チームは、透明性と成果の可視化を求めるクライアントの要求を満たしながら、AI製品の開発を加速させるための柔軟かつエンタープライズ対応のプラットフォームを見つけるという課題に直面していました。8年以上前に、その解決策は明らかになりました――それが、ユニバーサルAIプラットフォームであるDataikuです。
なぜDataikuなのか――透明性、スピード、スケーラビリティー
ブラックボックス化させず、力を引き出すプラットフォームの選定
Epsilonは、ブラックボックス型のAIプラットフォームを採用するという考えを否定しました。同社には、エンジニアリングチームやアナリティクスチームに対して、可視化機能、明確なワークフロー、そして多様なクライアントのニーズに対応できる柔軟性を提供するソリューションが必要でした。Dataikuはこの要件を満たし、最高水準のモデル開発ツールに加えて、社内関係者およびクライアントに求められる透明性も備えています。
ソフトウェアのROIを超えて
多くの企業とは異なり、EpsilonはソフトウェアのROIのみに基づいたビジネスケースを構築しないという方針をあえて選びました。その代わりに、Dataikuを大工にとっての金槌のような不可欠なツールと位置付けました。つまり、それは熟練した人材が使って初めて、意味のあるビジネス成果を生み出す価値を持つものなのです。
インパクトの創出:エンジニアリングからクライアントの成功まで
当初はエンジニアリングチームによって導入されたDataikuは、すぐにEpsilonのアナリティクスチーム全体に広まりました。コード中心のユーザーとコード不要のユーザーの両方をサポートする柔軟性と使いやすさが評価され、部門間の導入障壁を乗り越え、活用の拡大につながりました。

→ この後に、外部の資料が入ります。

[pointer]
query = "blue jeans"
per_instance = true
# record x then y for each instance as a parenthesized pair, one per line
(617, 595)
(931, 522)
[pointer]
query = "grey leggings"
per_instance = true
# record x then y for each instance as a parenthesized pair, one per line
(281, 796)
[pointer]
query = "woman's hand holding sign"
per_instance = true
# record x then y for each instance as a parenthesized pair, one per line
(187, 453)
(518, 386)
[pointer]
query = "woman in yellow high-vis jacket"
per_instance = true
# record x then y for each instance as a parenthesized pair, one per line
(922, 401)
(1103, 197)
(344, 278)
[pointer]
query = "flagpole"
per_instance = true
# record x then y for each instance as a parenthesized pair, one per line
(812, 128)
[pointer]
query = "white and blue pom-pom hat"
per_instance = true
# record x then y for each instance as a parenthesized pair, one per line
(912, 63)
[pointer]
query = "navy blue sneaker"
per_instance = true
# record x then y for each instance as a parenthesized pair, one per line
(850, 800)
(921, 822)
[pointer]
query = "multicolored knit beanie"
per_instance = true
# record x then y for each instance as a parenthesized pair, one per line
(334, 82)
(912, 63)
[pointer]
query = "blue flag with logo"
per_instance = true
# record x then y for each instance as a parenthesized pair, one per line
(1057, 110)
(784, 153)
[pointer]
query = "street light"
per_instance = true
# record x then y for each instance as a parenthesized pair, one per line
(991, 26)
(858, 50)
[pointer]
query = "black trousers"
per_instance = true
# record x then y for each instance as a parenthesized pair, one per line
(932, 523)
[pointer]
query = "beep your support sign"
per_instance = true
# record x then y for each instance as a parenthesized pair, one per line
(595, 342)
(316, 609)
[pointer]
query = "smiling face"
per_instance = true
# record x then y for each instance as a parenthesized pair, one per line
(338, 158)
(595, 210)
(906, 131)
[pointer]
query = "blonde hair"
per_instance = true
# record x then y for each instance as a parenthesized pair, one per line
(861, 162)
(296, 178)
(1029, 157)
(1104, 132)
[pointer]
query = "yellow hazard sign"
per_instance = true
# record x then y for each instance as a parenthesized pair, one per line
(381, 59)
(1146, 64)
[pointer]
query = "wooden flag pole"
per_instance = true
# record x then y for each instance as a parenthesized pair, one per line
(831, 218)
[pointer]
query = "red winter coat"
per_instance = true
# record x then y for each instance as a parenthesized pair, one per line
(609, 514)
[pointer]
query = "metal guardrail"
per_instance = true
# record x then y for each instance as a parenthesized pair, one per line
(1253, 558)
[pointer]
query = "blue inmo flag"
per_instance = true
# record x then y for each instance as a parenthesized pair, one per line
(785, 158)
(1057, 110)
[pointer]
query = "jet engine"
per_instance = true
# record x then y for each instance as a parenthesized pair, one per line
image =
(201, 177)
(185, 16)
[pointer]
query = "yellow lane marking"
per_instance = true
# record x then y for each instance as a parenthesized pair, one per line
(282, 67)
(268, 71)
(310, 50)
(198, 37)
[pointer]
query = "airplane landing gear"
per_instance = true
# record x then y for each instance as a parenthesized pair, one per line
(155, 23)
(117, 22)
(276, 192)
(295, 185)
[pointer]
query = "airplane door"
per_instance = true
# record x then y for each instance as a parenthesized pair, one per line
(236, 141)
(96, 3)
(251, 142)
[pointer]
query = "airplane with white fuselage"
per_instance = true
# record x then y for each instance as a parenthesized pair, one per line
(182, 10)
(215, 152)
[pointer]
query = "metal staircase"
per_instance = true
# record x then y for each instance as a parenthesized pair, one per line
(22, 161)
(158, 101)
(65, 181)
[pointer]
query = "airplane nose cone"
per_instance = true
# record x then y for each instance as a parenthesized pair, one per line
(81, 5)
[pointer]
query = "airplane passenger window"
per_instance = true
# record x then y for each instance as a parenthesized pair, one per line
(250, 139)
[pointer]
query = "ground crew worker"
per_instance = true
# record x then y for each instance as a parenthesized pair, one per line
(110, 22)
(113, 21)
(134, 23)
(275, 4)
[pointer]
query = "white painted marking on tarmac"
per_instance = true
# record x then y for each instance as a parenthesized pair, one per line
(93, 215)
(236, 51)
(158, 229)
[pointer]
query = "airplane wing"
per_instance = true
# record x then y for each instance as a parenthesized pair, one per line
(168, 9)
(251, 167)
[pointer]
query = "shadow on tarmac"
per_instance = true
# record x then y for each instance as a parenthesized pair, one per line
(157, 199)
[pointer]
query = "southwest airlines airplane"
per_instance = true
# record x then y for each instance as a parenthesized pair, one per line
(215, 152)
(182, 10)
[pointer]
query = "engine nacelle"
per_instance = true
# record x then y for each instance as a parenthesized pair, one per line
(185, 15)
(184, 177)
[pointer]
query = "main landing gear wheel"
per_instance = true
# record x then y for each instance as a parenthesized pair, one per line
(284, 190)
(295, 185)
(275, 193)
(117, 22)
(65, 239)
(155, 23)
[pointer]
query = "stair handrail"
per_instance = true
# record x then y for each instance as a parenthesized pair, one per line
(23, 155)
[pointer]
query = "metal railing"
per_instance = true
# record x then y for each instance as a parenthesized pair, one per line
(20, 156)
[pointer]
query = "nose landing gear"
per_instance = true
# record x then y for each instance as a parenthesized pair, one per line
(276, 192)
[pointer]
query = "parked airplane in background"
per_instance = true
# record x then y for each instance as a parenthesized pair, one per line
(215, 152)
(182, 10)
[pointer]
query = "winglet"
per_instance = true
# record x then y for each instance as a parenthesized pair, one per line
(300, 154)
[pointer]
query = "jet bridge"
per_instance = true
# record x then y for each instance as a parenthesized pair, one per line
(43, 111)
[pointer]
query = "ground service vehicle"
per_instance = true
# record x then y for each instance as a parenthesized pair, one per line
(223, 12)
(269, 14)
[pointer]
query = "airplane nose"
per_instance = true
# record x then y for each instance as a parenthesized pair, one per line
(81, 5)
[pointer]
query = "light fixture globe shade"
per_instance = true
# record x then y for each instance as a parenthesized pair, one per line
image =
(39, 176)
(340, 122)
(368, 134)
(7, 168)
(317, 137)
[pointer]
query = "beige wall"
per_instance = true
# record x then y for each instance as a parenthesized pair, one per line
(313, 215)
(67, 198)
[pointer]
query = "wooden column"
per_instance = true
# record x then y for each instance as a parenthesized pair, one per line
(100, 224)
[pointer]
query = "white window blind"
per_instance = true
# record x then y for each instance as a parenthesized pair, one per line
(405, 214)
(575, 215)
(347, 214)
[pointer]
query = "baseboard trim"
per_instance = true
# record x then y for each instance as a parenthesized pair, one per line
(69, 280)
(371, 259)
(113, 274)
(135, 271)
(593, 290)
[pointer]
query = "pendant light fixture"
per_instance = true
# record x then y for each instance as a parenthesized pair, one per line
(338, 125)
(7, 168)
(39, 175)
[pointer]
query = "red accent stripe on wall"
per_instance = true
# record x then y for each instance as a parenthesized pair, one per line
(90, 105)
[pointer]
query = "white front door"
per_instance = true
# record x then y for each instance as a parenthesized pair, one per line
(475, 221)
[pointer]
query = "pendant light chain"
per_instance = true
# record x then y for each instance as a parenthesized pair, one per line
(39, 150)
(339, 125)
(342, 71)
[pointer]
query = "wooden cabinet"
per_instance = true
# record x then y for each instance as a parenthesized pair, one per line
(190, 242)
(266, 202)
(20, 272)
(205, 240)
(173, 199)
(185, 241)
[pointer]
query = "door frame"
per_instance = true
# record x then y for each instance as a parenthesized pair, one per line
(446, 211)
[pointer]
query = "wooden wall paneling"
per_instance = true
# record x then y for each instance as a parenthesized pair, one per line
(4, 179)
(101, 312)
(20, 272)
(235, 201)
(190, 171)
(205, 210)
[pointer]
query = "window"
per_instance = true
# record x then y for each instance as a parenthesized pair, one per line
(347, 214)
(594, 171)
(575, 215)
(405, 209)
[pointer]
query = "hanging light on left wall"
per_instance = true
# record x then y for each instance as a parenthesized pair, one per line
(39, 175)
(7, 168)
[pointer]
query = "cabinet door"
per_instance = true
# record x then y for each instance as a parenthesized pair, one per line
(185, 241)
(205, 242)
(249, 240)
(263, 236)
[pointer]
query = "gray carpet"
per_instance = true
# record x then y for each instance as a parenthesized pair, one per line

DataikuはEpsilonの意思決定エンジンとなり、多岐にわたるクライアント向けのパーソナライズプログラムの中核を担う存在となりました。EpsilonはDataikuを通じて、機械学習の成果を、クライアントにとっての売上成長、顧客エンゲージメントの向上、業務効率化といった主要なビジネスKPIに結びつけています。
課題の克服:チェンジマネジメントと透明性
メリットは明確であったものの、チェンジマネジメントには課題が伴いました。
- チームをレガシーツールから移行させるために必要なプロセスの変更
- 経験豊富なデータサイエンティストの間に存在する、ローコード/ノーコードツール導入への文化的な抵抗感
- 最新のAIワークフローに対応した新たな人材プロファイルの採用
さらに、Dataikuの透明性により、コンプライアンスやガバナンスの要件を満たしやすくなりました。マーケティングの文脈では、モデルがどのように機能しているかを理解することが、その結果と同じくらい重要であるため、これは不可欠な要素です。
今後Epsilonは、Dataikuの活用範囲をメディア運用や広告購買業務にも拡大し、同プラットフォームを収益の中核を担う活動にさらに深く組み込んでいく予定です。またEpsilonは、社内のデータサイエンティストが本番環境で稼働中の既存モデルを上回る成果を競い合う「チャンピオン/チャレンジャー」プログラムも開始しました。勝利したモデルは実際に採用され、評価も得られる仕組みにより、イノベーションを促進し、クライアント成果の向上にもつながっています。
Epsilonは、Dataikuをエンジニアリングおよびアナリティクス機能に深く統合することで、スケーラブルで透明性が高く、インパクトのあるAI運用体制を構築しました。その結果として、より迅速なイノベーション、クライアントのROI向上、そして次なるAI主導のパーソナライズと意思決定の波に備えた強固な基盤が実現されています。